On March 21, residents of the Reparto Lempira neighborhood of San Pedro Sula received a message from Barrio 18 ordering them to leave their homes within 24 hours. The note threatened residents with violent reprisals if they refused to comply. (see below)
“You won’t just be sorry. You’ll see people losing their lives just for opening their front door,” the note says.
Authorities also seized a cellphone from an alleged Barrio 18 member that contained threatening text messages, reported La Prensa.
“If you don’t reply in less than 24 hours… you will see that we are not playing around,” reads one of the texts.
A television news crew from HCH Noticias captured video of distraught neighbors scrambling to pack up their belongings, while media outlet El Heraldo reported that others were asking authorities for police protection to allow them to stay in their homes.
The following day, a contingent of military police arrived in Reparto Lempira. A spokesperson for Honduras’ inter-institutional security force (Fuerza de Seguridad Interinstitucional Nacional – FUSINA), José Antonio Coello, promised residents the soldiers’ deployment would be permanent.
“There will be checkpoints and roadblocks to protect the lives of the residents,” Coello said, according to La Tribuna. “The collaboration of these residents is requested to provide information about any criminal groups, to carry out intelligence operations.”
Coello also said authorities had already identified the individuals responsible for the threat and that they would be captured soon, according to La Prensa.
InSight Crime Analysis
For the moment, it appears the military occupation of Reparto Lempira has helped stave off a mass eviction of the neighborhood’s residents by gang members. However, the soldiers’ presence does little to address the principal factors that allow groups like Barrio 18 to wield so much power in Honduras.

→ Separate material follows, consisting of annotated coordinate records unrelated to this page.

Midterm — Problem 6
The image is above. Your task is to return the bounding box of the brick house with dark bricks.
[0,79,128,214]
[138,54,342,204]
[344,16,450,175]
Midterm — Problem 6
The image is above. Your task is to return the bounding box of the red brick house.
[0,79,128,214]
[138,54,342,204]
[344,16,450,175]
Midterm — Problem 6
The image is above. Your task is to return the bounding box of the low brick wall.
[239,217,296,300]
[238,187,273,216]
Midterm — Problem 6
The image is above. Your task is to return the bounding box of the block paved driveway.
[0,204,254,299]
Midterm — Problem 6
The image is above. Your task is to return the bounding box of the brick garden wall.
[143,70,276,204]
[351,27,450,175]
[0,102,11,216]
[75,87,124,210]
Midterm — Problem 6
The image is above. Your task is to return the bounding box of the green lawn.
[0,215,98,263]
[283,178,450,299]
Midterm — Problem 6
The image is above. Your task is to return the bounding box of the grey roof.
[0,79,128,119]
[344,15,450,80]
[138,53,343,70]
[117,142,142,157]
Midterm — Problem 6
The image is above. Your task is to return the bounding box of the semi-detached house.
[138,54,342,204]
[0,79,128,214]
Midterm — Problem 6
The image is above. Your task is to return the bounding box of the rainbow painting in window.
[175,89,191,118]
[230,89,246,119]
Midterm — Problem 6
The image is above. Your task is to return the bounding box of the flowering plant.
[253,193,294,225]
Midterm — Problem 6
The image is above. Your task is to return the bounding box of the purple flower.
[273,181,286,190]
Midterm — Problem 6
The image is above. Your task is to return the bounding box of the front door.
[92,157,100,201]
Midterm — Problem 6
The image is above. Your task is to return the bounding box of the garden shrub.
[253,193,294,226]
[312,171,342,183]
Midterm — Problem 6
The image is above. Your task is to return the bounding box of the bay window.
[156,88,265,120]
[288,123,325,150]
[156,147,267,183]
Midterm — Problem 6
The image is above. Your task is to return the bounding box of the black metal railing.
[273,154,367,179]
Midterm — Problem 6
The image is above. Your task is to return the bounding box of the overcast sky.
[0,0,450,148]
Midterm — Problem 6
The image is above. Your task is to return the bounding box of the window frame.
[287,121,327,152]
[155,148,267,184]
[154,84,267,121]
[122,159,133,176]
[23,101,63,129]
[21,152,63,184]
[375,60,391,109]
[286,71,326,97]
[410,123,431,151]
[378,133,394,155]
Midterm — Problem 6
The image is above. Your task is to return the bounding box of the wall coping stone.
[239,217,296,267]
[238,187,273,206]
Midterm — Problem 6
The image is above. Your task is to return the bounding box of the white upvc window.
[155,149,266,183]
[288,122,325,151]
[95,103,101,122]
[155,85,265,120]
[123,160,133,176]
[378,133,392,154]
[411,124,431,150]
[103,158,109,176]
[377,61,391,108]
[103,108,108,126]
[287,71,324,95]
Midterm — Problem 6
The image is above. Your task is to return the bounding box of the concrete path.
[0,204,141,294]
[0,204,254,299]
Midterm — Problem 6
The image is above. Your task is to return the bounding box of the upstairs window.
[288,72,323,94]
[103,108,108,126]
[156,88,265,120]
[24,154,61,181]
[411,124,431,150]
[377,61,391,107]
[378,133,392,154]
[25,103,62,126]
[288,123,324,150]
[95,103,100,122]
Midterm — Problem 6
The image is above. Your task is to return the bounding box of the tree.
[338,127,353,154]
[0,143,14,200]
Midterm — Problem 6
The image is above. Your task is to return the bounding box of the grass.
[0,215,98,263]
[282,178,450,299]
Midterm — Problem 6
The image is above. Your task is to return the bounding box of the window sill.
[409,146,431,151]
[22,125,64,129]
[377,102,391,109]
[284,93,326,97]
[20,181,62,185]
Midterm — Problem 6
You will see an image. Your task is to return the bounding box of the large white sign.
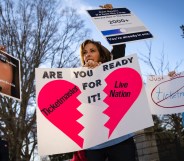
[87,8,153,45]
[36,54,153,155]
[146,72,184,114]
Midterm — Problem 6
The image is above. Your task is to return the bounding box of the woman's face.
[83,43,100,63]
[0,53,13,95]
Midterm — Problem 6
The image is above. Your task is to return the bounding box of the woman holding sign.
[78,40,136,161]
[72,4,136,161]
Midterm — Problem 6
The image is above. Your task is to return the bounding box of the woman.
[80,40,136,161]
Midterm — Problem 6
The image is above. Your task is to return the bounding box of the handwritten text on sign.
[146,72,184,114]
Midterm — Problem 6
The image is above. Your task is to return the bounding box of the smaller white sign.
[146,72,184,114]
[87,8,153,45]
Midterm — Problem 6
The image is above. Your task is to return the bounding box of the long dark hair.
[80,40,111,65]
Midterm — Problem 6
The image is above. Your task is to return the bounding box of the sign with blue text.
[87,8,153,45]
[146,72,184,114]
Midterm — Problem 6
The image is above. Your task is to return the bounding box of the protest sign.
[0,50,21,101]
[36,54,153,155]
[87,8,153,45]
[146,72,184,114]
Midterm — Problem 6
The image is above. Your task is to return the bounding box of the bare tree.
[0,0,89,161]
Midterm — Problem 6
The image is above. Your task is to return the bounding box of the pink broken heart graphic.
[38,80,84,148]
[103,68,142,137]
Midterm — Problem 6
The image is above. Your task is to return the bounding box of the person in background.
[71,4,136,161]
[80,40,136,161]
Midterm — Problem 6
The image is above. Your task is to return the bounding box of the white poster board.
[36,54,153,155]
[146,72,184,114]
[87,8,153,45]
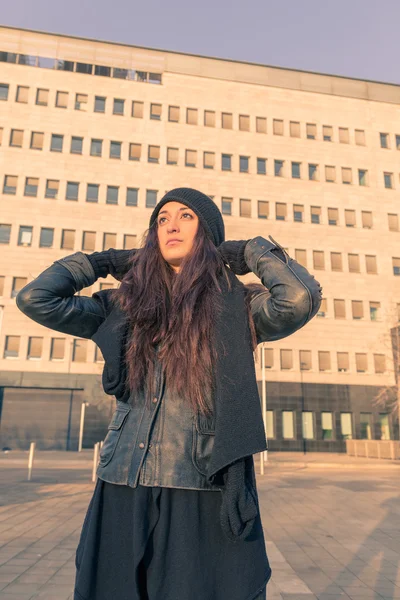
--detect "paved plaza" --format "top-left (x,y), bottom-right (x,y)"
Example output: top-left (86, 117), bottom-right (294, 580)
top-left (0, 453), bottom-right (400, 600)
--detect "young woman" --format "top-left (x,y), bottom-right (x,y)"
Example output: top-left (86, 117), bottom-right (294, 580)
top-left (16, 188), bottom-right (322, 600)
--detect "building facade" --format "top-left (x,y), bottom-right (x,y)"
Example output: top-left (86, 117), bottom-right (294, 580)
top-left (0, 27), bottom-right (400, 451)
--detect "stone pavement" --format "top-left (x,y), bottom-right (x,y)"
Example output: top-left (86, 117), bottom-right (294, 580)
top-left (0, 453), bottom-right (400, 600)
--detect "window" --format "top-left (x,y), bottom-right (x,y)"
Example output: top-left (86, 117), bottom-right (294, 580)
top-left (256, 117), bottom-right (267, 133)
top-left (113, 98), bottom-right (125, 115)
top-left (292, 162), bottom-right (301, 179)
top-left (24, 177), bottom-right (39, 197)
top-left (36, 88), bottom-right (49, 106)
top-left (18, 225), bottom-right (33, 246)
top-left (132, 100), bottom-right (144, 119)
top-left (239, 198), bottom-right (251, 218)
top-left (221, 113), bottom-right (233, 129)
top-left (90, 139), bottom-right (103, 156)
top-left (71, 136), bottom-right (83, 154)
top-left (310, 206), bottom-right (321, 225)
top-left (45, 179), bottom-right (60, 198)
top-left (344, 209), bottom-right (356, 227)
top-left (126, 188), bottom-right (139, 206)
top-left (333, 298), bottom-right (346, 319)
top-left (383, 173), bottom-right (393, 190)
top-left (50, 338), bottom-right (65, 360)
top-left (299, 350), bottom-right (311, 371)
top-left (203, 152), bottom-right (215, 169)
top-left (266, 410), bottom-right (275, 439)
top-left (289, 121), bottom-right (300, 137)
top-left (129, 144), bottom-right (142, 160)
top-left (328, 208), bottom-right (339, 225)
top-left (75, 94), bottom-right (88, 110)
top-left (388, 213), bottom-right (399, 231)
top-left (0, 83), bottom-right (9, 101)
top-left (301, 410), bottom-right (314, 440)
top-left (204, 110), bottom-right (215, 127)
top-left (351, 300), bottom-right (364, 319)
top-left (294, 248), bottom-right (307, 267)
top-left (82, 231), bottom-right (96, 252)
top-left (354, 129), bottom-right (365, 146)
top-left (239, 156), bottom-right (249, 173)
top-left (186, 108), bottom-right (198, 125)
top-left (325, 165), bottom-right (336, 183)
top-left (331, 252), bottom-right (343, 271)
top-left (39, 227), bottom-right (54, 248)
top-left (3, 175), bottom-right (18, 194)
top-left (257, 158), bottom-right (267, 175)
top-left (86, 183), bottom-right (100, 202)
top-left (342, 167), bottom-right (352, 184)
top-left (322, 125), bottom-right (333, 142)
top-left (167, 148), bottom-right (179, 165)
top-left (146, 190), bottom-right (157, 208)
top-left (103, 185), bottom-right (119, 205)
top-left (15, 85), bottom-right (29, 104)
top-left (239, 115), bottom-right (250, 131)
top-left (30, 131), bottom-right (44, 150)
top-left (339, 127), bottom-right (350, 144)
top-left (318, 350), bottom-right (331, 371)
top-left (185, 150), bottom-right (197, 167)
top-left (65, 181), bottom-right (79, 200)
top-left (4, 336), bottom-right (21, 358)
top-left (280, 348), bottom-right (293, 370)
top-left (356, 352), bottom-right (368, 373)
top-left (150, 104), bottom-right (162, 121)
top-left (274, 160), bottom-right (284, 177)
top-left (110, 142), bottom-right (122, 158)
top-left (272, 119), bottom-right (283, 135)
top-left (379, 133), bottom-right (389, 148)
top-left (313, 250), bottom-right (325, 269)
top-left (257, 200), bottom-right (269, 219)
top-left (282, 410), bottom-right (294, 440)
top-left (50, 133), bottom-right (64, 152)
top-left (374, 354), bottom-right (386, 373)
top-left (361, 210), bottom-right (372, 229)
top-left (308, 164), bottom-right (318, 181)
top-left (168, 106), bottom-right (179, 123)
top-left (222, 154), bottom-right (232, 171)
top-left (365, 254), bottom-right (378, 274)
top-left (56, 92), bottom-right (68, 108)
top-left (340, 413), bottom-right (353, 440)
top-left (275, 202), bottom-right (287, 221)
top-left (306, 123), bottom-right (317, 140)
top-left (94, 96), bottom-right (106, 112)
top-left (10, 129), bottom-right (24, 148)
top-left (348, 254), bottom-right (360, 273)
top-left (293, 204), bottom-right (304, 223)
top-left (369, 302), bottom-right (381, 321)
top-left (221, 198), bottom-right (232, 215)
top-left (337, 352), bottom-right (350, 373)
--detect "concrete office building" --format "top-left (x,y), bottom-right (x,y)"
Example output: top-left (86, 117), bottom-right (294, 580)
top-left (0, 27), bottom-right (400, 451)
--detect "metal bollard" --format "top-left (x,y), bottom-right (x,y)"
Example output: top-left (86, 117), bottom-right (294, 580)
top-left (28, 442), bottom-right (36, 481)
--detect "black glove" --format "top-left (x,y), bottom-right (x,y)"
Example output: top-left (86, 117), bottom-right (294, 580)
top-left (86, 248), bottom-right (137, 281)
top-left (217, 240), bottom-right (251, 275)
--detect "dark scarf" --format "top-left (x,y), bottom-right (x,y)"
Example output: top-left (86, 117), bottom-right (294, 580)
top-left (92, 269), bottom-right (267, 540)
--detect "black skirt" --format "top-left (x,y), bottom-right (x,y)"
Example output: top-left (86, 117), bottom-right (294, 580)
top-left (74, 479), bottom-right (271, 600)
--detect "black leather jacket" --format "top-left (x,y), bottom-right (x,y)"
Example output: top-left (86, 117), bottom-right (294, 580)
top-left (16, 236), bottom-right (322, 491)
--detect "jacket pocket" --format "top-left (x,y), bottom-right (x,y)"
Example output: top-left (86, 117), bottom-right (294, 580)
top-left (99, 406), bottom-right (131, 467)
top-left (192, 415), bottom-right (215, 476)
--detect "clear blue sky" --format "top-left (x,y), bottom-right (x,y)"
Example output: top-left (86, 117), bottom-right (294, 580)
top-left (0, 0), bottom-right (400, 84)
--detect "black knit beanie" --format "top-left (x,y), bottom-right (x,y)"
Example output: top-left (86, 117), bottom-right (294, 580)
top-left (149, 188), bottom-right (225, 247)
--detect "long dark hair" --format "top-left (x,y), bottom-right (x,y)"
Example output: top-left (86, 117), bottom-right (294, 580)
top-left (111, 221), bottom-right (265, 415)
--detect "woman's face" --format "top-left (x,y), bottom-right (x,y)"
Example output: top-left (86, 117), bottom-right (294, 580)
top-left (157, 201), bottom-right (199, 272)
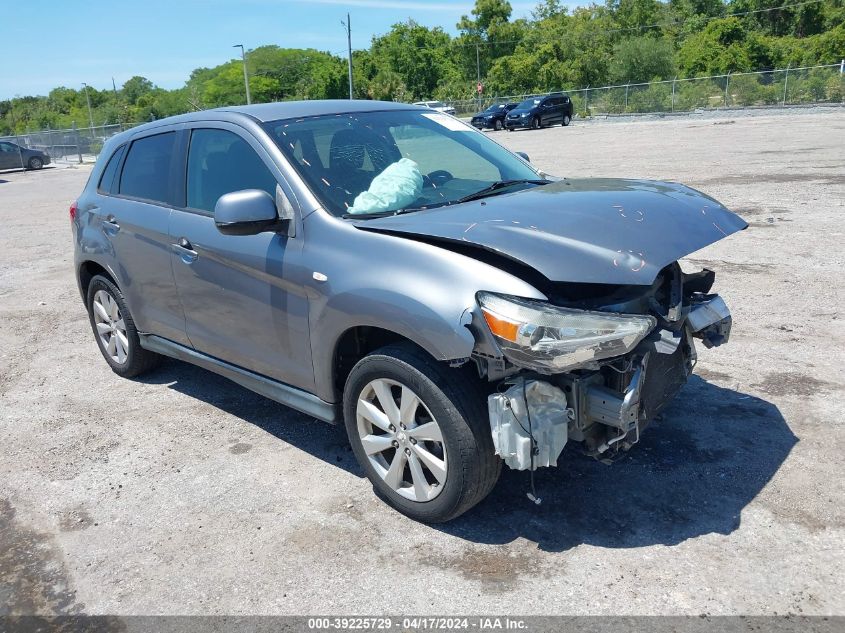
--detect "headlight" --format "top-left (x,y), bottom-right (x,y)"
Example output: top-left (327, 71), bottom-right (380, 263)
top-left (478, 292), bottom-right (657, 373)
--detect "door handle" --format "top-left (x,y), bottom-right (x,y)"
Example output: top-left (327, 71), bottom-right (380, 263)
top-left (170, 237), bottom-right (198, 264)
top-left (103, 214), bottom-right (120, 235)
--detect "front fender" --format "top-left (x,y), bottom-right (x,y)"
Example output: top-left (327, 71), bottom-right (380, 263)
top-left (304, 211), bottom-right (546, 402)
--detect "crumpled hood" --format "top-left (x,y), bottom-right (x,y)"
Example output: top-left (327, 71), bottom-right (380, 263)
top-left (357, 178), bottom-right (748, 285)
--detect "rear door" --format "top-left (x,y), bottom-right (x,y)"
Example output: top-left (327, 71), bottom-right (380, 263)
top-left (542, 97), bottom-right (561, 125)
top-left (93, 126), bottom-right (187, 344)
top-left (170, 122), bottom-right (314, 389)
top-left (0, 143), bottom-right (23, 169)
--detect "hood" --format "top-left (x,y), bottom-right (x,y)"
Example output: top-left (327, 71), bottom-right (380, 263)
top-left (357, 179), bottom-right (748, 285)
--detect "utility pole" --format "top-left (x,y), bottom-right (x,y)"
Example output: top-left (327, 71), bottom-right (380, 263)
top-left (232, 44), bottom-right (252, 105)
top-left (340, 13), bottom-right (355, 99)
top-left (82, 81), bottom-right (94, 134)
top-left (475, 42), bottom-right (481, 110)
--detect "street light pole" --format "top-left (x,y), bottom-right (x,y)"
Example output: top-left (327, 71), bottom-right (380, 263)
top-left (475, 42), bottom-right (481, 110)
top-left (82, 81), bottom-right (94, 134)
top-left (340, 13), bottom-right (355, 99)
top-left (232, 44), bottom-right (252, 105)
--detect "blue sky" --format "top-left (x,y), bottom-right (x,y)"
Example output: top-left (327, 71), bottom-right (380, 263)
top-left (0, 0), bottom-right (572, 99)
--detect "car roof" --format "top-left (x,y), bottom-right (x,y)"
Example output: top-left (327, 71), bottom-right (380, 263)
top-left (214, 99), bottom-right (412, 123)
top-left (116, 99), bottom-right (426, 137)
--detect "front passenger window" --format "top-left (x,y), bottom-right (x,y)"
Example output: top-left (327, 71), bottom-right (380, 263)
top-left (187, 129), bottom-right (276, 212)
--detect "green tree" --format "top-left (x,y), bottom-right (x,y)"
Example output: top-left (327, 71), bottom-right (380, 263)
top-left (610, 36), bottom-right (676, 83)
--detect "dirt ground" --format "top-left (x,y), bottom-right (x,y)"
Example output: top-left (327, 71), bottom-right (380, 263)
top-left (0, 110), bottom-right (845, 615)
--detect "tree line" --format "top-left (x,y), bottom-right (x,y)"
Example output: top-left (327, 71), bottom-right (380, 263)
top-left (0, 0), bottom-right (845, 135)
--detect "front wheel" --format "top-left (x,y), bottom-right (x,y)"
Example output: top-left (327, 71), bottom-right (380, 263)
top-left (88, 275), bottom-right (161, 378)
top-left (343, 344), bottom-right (501, 523)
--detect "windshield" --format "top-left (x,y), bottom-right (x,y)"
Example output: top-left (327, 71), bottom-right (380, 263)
top-left (265, 110), bottom-right (538, 216)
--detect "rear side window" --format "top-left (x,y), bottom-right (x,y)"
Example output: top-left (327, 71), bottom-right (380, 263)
top-left (120, 132), bottom-right (176, 203)
top-left (187, 129), bottom-right (276, 212)
top-left (97, 145), bottom-right (126, 193)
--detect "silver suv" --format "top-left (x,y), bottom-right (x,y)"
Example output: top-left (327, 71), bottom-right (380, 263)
top-left (70, 101), bottom-right (746, 522)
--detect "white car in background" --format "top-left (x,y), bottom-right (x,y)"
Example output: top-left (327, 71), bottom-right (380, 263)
top-left (414, 101), bottom-right (455, 116)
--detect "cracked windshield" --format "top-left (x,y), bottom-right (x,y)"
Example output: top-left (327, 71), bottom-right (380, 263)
top-left (267, 110), bottom-right (543, 218)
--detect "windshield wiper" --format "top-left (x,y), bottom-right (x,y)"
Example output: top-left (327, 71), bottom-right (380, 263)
top-left (455, 178), bottom-right (551, 204)
top-left (340, 202), bottom-right (455, 220)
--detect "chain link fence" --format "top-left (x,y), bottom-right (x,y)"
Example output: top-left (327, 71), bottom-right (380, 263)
top-left (0, 123), bottom-right (140, 168)
top-left (0, 61), bottom-right (845, 168)
top-left (444, 62), bottom-right (845, 116)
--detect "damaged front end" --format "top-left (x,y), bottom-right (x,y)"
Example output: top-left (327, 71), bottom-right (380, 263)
top-left (470, 262), bottom-right (731, 470)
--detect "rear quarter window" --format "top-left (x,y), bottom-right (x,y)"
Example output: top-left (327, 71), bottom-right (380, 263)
top-left (97, 145), bottom-right (126, 193)
top-left (120, 132), bottom-right (176, 203)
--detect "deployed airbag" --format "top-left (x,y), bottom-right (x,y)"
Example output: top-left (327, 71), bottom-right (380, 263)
top-left (349, 158), bottom-right (423, 213)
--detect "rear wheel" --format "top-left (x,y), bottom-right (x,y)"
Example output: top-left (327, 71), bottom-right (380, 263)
top-left (88, 275), bottom-right (161, 378)
top-left (343, 344), bottom-right (501, 523)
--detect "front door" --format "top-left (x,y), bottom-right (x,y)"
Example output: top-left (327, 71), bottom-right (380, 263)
top-left (101, 129), bottom-right (187, 344)
top-left (170, 123), bottom-right (314, 389)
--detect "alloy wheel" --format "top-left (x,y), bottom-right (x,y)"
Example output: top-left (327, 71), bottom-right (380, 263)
top-left (91, 290), bottom-right (129, 365)
top-left (356, 378), bottom-right (447, 502)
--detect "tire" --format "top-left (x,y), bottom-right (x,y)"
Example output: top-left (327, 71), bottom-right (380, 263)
top-left (86, 275), bottom-right (161, 378)
top-left (343, 344), bottom-right (502, 523)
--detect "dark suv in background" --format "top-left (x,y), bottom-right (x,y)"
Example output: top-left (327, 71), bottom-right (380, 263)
top-left (505, 92), bottom-right (572, 131)
top-left (470, 103), bottom-right (519, 130)
top-left (0, 141), bottom-right (50, 169)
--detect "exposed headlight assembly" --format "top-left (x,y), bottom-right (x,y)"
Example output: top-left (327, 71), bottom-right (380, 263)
top-left (477, 292), bottom-right (657, 373)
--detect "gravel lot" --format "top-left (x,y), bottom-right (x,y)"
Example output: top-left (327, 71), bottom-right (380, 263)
top-left (0, 110), bottom-right (845, 615)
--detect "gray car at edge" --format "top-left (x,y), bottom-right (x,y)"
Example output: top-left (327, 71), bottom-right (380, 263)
top-left (70, 101), bottom-right (746, 522)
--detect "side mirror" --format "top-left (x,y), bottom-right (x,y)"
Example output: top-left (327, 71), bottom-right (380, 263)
top-left (214, 189), bottom-right (280, 235)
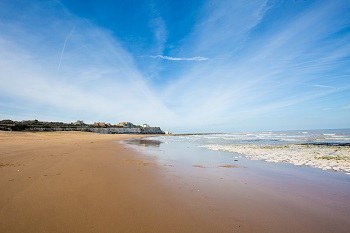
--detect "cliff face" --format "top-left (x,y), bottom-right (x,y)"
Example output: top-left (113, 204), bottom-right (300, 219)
top-left (0, 120), bottom-right (164, 134)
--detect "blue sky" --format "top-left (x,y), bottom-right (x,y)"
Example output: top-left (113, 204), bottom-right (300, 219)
top-left (0, 0), bottom-right (350, 132)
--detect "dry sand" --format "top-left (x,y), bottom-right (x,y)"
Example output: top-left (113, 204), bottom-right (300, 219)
top-left (0, 132), bottom-right (350, 233)
top-left (0, 132), bottom-right (216, 233)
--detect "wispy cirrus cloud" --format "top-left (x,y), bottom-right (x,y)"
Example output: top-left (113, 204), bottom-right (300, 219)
top-left (0, 0), bottom-right (350, 132)
top-left (149, 55), bottom-right (209, 61)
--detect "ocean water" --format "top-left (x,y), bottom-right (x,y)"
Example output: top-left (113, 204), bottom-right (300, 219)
top-left (156, 129), bottom-right (350, 145)
top-left (122, 130), bottom-right (350, 232)
top-left (123, 129), bottom-right (350, 175)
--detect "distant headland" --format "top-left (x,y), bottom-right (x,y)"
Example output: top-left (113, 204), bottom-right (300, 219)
top-left (0, 120), bottom-right (165, 134)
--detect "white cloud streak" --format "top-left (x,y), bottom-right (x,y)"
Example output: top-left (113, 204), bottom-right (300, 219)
top-left (149, 55), bottom-right (209, 61)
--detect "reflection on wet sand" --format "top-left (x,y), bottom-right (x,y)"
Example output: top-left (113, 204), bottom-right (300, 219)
top-left (126, 138), bottom-right (162, 147)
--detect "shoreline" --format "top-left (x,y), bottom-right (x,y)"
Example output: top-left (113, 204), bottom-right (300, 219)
top-left (0, 132), bottom-right (213, 232)
top-left (0, 132), bottom-right (350, 233)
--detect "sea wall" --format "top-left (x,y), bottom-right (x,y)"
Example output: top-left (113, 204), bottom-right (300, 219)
top-left (0, 120), bottom-right (164, 134)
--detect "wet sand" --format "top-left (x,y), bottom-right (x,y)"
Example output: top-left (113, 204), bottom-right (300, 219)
top-left (0, 132), bottom-right (350, 232)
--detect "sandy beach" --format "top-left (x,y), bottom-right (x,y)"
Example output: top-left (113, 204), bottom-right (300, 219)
top-left (0, 132), bottom-right (350, 232)
top-left (0, 132), bottom-right (216, 232)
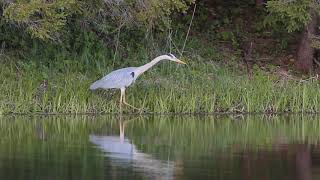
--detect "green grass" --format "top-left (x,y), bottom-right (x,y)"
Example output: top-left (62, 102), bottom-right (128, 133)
top-left (0, 35), bottom-right (320, 114)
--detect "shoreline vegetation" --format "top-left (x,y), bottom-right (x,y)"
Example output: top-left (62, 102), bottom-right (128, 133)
top-left (0, 43), bottom-right (320, 114)
top-left (0, 0), bottom-right (320, 114)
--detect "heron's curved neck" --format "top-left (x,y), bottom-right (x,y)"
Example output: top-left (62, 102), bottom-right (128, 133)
top-left (136, 56), bottom-right (165, 76)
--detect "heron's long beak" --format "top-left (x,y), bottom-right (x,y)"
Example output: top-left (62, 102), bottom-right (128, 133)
top-left (176, 59), bottom-right (187, 64)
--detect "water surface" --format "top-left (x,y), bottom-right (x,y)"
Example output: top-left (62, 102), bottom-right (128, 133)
top-left (0, 116), bottom-right (320, 180)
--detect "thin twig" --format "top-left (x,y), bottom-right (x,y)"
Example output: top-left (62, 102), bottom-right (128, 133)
top-left (180, 3), bottom-right (197, 56)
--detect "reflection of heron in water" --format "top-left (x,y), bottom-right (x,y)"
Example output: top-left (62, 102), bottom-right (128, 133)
top-left (90, 116), bottom-right (174, 179)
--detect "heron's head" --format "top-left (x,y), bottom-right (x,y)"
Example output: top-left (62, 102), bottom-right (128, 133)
top-left (165, 54), bottom-right (187, 64)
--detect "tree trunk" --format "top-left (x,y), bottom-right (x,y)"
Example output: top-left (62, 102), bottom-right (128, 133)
top-left (296, 9), bottom-right (318, 73)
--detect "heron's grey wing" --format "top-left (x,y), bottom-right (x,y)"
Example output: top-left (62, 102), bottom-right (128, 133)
top-left (90, 67), bottom-right (135, 90)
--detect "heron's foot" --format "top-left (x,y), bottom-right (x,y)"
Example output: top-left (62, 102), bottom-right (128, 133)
top-left (123, 101), bottom-right (143, 112)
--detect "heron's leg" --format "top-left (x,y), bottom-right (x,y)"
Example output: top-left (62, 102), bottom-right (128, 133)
top-left (121, 89), bottom-right (141, 111)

A report (pdf) published last year by the Center for International Policy and the Latin America Working Group described San Pedro Sula as “nearly a war zone.” The authors cited a lack of economic opportunities and inadequately trained and funded security institutions as some of the root causes of widespread violence and impunity in the city.
Moreover, the researchers pointed out the government often deploys military police to neighborhoods suffering from high levels of criminal violence. But these soldiers do not carry out investigations that could lead to criminal prosecutions, which means that “underlying problems in San Pedro Sula’s worst neighborhoods are generally left unsolved.”
SEE ALSO: Barrio 18 News and Profile
While Honduras has seen a substantial drop in its murder rate in recent years, the militarized security strategy pursued by the government has largely failed to tackle longstanding issues like corruption and lack of capacity in police and judicial institutions.
Given the immediate threat faced by the residents of Reparto Lempira, the decision to deploy the military is understandable. But in order to achieve sustainable gains in citizen security, the Honduran government should remain focused on addressing the socioeconomic and institutional factors that allow groups like Barrio 18 to flourish in cities like San Pedro Sula.